Secara alami, ketakutan tumbuh bahkan lebih besar dan menyebar dari para eksekutif hingga ke karyawan.

Operasi perusahaan dagang hampir lumpuh, dan mereka bergumul hari demi hari di bawah penagih utang.

Satu hal yang menyelamatkan adalah bahwa Hilderan tidak menuntut pengembalian investasinya.

Namun, kebanyakan orang berpikir hal yang sama.

Bahwa itu hanya masalah waktu, dan bahwa waktunya akan tiba saat Perusahaan Dagang Bulan Emas runtuh.

『Kau benar-benar tidak melakukan hal seperti itu?』

“Tentu saja tidak, Yang Mulia. Jika itu perusahaan dagang seperti itu, aku yang akan turun tangan duluan.”

『Lalu bagaimana dengan meriam mana? Meriam mana bukan sesuatu yang bisa diproduksi secepat itu.』

“…Yang Mulia. Dari titik ini, bisakah kau bersumpah tidak akan memberi tahu siapa pun tentang apa yang akan kukatakan?”

『…Jadi ada sesuatu, ya.』

“Seperti yang Yang Mulia katakan, tidak masuk akal bagi perusahaan dagang tanpa dasar untuk memproduksi meriam mana hanya dalam beberapa bulan. Tapi bukankah akan berbeda jika ada sesuatu?”

『Kau berniat memberitahuku?』

“Jika Yang Mulia membantuku, itu tentu mungkin.”

Balasan datang hanya setelah waktu yang lama.

『Ini perbuatan kakakku.』

“…Kakakmu, maksudmu?”

『Perusahaan Dagang Kodok Hitam milik Wangsa Adipati Osrian.』

『Karena Wangsa Adipati Osrian sepenuhnya mendukung kakakku, tidak salah melihat ini sebagai kehendaknya.』

“…Mengapa?”

『Kakakku menunjukkan minat khusus padamu. Ingat?』

“…Hanya itu saja?”

Martin bergumam.

『Jika aku membantu Perusahaan Dagang Bulan Emas, itu berarti aku harus melawan kakakku dengan sungguh-sungguh. Apakah rahasia yang kau miliki sepadan dengan itu?』

“Iya.”

『Tidak sedetik pun ragu.』

“Tidak perlu. Aku bahkan bisa mempertaruhkan nama Hillan Cargill.”

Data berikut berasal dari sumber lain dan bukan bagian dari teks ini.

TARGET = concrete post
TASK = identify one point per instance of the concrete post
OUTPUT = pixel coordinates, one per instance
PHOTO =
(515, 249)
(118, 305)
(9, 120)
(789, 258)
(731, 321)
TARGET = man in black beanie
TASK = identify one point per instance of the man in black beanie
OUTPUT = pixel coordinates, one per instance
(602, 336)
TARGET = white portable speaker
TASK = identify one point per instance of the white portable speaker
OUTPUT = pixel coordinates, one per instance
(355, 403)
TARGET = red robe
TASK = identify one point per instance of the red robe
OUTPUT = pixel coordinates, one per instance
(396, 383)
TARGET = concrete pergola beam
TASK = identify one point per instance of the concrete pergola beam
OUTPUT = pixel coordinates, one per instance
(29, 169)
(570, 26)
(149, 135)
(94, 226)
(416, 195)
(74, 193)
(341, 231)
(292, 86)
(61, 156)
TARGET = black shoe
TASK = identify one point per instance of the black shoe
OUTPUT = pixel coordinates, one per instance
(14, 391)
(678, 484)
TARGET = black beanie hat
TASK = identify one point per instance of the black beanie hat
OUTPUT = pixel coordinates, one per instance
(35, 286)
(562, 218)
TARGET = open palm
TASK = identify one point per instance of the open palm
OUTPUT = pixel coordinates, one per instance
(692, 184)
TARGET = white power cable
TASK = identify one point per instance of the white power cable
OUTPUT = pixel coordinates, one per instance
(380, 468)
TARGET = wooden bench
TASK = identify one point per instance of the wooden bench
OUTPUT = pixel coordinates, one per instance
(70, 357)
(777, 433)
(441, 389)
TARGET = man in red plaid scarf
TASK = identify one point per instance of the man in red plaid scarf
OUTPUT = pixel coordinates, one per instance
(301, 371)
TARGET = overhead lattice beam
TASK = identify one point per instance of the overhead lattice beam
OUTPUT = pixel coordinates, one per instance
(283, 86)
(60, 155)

『Nilai namamu sangat tinggi….』

Martin terdiam sekali lagi. Setelah waktu yang lama, dia berbicara lagi.

『Kau tidak punya alasan bicara omong kosong padaku.』

『Baiklah. Jika rahasia itu sah seperti katamu, aku akan membantumu.』

“Terima kasih!”

『Belum ada yang diputuskan. Jadi, sebenarnya apa rahasia ini?』

Hillan dengan hati-hati merendahkan suaranya. Pada suasana yang tiba-tiba berat, Martin tanpa sadar menelan air liur keringnya.

“Yang Mulia, apakah kau tahu tentang kurcaci bernama Roger, yang pernah menggemparkan seluruh benua?”